Cette étude des conditions spéciales imposées au logographe par les lois et les mœurs athéniennes nous a montré quels dons variés il devait posséder pour être à la hauteur de sa tâche. Il lui faut une expérience, une connaissance des hommes qui l’éclairé tout d’abord sur le caractère, l’esprit et les habitudes du plaideur dont il va prendre le personnage; il lui faut une vive imagination qui le mette pour un temps à la place de son client, qui le fasse entrer dans ses sentimens et ses idées, qui lui représente, comme s’il les avait vus lui-même, tous les événemens qu’il est appelé à raconter. Ce n’est pas tout : il est nécessaire que la main d’un homme du métier ne se trahisse nulle part dans le discours, ni par un ordre trop artificiel et trop raide, ni par un style orné et qui sente l’écrivain, ni par un pathétique qui semblerait une attaque à la conscience des juges.

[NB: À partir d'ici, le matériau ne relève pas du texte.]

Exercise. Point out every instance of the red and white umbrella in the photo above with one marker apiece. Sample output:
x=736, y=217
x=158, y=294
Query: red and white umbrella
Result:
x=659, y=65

Le rôle de l’avocat athénien était donc autrement difficile à soutenir que celui de l’avocat romain ou français; il y fallait une autre souplesse de talent et les recherches d’un art bien plus délicat et plus raffiné.

Ces rares qualités, qui ne devaient pas souvent se trouver réunies chez un même orateur, Lysias les possède au suprême degré.